Two reports show how Web companies track online user behavior.
When you order a book on Amazon, catch up on the day’s news at NYTimes.com, or watch a few videos on YouTube, you leave a digital trail on the Web, and chances are you’re being tracked. According to two Berkeley studies, dozens of Web companies—including some of the most popular ones—track online consumer behavior, often contravening websites’ privacy policies.
In one study, School of Information graduate students Joshua Gomez, M.I.M.S. ‘09, Travis Pinnick, M.I.M.S. ‘09, and Ashkan Soltani, M.I.M.S. ‘09, found that 117 different “Web bugs” track user behavior on the nearly 400,000 websites monitored in the project. A Web bug, or Web beacon, is an invisible graphic embedded in a webpage, allowing company affiliates or third parties to follow users’ activity. Blogspot.com (a subsidiary of Google) was found to be the most bugged site, with as many as 100 different bugs cluttering its code. Google is the most prevalent spy, with Web bugs planted on 92 of the 100 most popular sites.

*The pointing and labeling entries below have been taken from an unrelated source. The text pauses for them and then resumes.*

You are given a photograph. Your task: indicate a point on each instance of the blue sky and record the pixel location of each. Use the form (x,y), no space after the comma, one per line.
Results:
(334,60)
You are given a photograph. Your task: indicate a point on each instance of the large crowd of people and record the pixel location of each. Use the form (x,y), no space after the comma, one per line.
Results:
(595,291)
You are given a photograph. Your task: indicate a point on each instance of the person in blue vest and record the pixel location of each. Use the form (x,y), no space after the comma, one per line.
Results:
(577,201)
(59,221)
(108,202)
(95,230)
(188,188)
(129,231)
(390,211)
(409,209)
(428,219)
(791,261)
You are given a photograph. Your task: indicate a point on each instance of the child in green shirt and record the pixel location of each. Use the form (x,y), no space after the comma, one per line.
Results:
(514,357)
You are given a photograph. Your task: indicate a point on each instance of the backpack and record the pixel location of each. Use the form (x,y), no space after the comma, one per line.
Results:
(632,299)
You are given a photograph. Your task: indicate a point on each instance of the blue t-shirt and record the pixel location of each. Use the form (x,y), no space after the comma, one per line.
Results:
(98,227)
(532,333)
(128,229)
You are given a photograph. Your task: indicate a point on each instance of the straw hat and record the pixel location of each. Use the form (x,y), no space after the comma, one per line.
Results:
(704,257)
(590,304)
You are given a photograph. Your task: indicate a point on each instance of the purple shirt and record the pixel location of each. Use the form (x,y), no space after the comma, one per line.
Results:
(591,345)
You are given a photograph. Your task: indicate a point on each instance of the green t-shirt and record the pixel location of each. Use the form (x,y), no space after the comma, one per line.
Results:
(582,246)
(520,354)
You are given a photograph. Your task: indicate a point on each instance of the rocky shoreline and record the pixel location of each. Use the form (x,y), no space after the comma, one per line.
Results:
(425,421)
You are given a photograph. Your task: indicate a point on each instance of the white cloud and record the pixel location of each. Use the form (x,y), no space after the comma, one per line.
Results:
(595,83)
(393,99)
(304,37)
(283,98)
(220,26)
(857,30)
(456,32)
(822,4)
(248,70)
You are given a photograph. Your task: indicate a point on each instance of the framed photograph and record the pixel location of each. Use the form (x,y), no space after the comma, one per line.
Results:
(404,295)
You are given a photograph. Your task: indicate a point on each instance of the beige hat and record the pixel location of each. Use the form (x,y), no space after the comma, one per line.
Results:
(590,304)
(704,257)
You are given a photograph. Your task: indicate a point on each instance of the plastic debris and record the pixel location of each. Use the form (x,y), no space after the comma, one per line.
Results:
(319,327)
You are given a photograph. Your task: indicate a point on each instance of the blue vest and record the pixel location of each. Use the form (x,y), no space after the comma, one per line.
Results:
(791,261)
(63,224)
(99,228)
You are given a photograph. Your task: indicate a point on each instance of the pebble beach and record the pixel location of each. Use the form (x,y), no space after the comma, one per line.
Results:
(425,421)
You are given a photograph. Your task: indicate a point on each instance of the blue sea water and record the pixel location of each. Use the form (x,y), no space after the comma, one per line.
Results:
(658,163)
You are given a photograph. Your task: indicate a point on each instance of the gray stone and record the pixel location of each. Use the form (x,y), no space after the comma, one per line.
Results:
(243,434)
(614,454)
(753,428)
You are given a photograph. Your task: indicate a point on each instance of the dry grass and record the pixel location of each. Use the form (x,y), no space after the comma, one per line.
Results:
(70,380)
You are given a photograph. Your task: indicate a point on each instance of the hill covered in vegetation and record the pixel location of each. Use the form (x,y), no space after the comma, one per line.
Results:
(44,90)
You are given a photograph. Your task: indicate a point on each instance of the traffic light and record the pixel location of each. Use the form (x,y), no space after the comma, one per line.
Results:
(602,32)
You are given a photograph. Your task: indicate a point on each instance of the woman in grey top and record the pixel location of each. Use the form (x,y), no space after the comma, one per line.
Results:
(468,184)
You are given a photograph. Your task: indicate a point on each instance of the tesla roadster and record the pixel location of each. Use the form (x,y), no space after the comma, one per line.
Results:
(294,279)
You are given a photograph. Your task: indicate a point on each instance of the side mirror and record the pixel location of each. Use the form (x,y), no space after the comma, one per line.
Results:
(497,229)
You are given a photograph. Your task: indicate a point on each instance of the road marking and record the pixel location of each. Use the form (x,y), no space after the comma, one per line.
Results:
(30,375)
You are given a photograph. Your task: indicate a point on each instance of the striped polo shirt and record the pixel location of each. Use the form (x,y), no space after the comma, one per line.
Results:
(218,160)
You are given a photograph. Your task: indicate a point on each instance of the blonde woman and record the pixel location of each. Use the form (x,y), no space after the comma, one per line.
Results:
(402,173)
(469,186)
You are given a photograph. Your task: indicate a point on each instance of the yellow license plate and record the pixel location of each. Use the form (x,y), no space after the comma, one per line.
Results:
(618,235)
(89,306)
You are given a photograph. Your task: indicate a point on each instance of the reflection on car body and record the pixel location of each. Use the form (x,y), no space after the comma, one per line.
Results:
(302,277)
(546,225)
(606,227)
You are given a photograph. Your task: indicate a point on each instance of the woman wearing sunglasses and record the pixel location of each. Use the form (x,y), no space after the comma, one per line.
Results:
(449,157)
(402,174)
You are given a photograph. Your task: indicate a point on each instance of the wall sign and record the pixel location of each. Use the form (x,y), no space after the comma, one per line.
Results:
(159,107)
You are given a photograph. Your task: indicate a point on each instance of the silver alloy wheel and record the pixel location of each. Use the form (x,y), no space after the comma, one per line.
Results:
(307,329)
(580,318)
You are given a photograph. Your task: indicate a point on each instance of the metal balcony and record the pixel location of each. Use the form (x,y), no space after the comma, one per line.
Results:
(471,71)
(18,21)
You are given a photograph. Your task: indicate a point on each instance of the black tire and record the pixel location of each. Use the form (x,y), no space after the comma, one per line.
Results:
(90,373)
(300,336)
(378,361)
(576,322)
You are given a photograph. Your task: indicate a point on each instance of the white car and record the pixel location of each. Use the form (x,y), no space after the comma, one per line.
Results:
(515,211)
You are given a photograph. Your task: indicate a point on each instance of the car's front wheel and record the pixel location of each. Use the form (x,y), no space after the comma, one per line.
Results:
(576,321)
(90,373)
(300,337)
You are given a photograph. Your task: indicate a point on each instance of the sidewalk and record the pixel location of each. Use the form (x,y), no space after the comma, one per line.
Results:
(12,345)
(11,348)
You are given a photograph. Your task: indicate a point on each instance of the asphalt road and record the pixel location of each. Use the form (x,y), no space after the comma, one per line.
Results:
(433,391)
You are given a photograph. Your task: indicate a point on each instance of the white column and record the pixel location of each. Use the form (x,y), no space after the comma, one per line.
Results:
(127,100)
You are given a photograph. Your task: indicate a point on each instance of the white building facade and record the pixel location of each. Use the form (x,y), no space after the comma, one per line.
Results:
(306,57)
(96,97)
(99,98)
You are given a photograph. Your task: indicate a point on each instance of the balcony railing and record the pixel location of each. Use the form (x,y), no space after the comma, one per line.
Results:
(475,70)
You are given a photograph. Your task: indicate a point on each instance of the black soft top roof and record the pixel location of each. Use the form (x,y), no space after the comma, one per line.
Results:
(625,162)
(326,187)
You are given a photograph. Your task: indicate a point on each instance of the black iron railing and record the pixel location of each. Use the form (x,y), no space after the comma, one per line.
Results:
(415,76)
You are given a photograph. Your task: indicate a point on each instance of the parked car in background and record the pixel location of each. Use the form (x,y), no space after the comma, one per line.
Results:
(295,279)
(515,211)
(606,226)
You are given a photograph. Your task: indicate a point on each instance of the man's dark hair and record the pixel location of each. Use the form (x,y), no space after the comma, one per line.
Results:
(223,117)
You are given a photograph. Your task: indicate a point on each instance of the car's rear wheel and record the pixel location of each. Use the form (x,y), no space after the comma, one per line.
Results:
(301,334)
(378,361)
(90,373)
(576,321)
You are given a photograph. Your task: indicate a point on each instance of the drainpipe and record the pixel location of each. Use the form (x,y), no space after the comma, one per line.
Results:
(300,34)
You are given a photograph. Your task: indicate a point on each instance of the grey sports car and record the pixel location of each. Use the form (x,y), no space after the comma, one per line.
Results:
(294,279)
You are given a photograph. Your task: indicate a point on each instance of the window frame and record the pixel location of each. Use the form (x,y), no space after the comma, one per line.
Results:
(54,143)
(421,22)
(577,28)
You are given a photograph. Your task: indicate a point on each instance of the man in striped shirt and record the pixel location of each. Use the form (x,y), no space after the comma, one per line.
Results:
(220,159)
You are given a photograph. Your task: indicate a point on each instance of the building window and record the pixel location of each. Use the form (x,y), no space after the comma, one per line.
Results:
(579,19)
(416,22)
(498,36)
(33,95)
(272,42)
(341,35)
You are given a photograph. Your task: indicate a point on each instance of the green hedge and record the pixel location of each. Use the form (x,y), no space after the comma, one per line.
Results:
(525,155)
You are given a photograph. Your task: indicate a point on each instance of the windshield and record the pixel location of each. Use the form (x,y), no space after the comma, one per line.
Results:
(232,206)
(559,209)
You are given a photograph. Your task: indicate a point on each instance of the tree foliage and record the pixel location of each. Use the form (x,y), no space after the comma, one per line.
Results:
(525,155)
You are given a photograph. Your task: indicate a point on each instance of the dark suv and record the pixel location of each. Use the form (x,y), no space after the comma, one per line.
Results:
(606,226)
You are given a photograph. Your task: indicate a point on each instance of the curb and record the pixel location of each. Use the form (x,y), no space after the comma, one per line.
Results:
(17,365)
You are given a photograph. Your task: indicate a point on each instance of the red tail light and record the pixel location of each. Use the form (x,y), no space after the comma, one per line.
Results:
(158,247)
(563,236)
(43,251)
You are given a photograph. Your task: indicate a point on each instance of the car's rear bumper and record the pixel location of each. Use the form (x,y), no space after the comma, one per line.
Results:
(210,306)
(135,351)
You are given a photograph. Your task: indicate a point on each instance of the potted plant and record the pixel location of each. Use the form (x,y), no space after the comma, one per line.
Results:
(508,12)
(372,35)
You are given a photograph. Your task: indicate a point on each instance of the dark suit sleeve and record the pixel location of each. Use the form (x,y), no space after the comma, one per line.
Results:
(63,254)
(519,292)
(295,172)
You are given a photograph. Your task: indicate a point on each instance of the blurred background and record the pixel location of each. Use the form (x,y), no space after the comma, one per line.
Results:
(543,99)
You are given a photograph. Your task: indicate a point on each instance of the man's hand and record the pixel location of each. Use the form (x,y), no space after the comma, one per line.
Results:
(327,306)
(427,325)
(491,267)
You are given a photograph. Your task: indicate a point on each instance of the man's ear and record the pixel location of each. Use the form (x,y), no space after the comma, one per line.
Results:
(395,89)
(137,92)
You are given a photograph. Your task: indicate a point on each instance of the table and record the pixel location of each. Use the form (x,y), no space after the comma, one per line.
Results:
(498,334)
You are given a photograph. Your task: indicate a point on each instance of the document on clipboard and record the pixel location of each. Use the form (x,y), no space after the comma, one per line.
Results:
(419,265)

These findings, along with the rest of the study, can be viewed at the researchers’ website, knowprivacy.org.
“The goal is to better target you,” says Soltani, who worked on both reports. “The Internet model evolved to where it’s so purely ad-based that everyone’s trying to extract all the value from the ad model, and to do that they need to do it better and better and better, and they’re trying everything they can. That may not be the best thing for consumers.”
Here’s how it works: When you visit a website, it automatically collects a code called an IP address that identifies your computer and location. A third party, such as an advertiser, can access that information by embedding a bug on the page. The bug then reports back a user profile for each IP address, including what sites were visited. By spreading bugs over the most popular websites, the advertiser is able to build an accurate picture of consumer behavior over time. That advertiser can then target specific users for tailored ads based on what sites were visited.
Although there is nothing inherently nefarious about collecting this information, Soltani is concerned that the companies are doing so surreptitiously. The researchers examined consumer complaints made to the Federal Trade Commission (FTC), the California Office of Privacy Protection, and other privacy watchdogs, comparing those complaints to Web companies’ privacy policies and information-sharing practices. The verdict: A gap exists between what companies say and what they do.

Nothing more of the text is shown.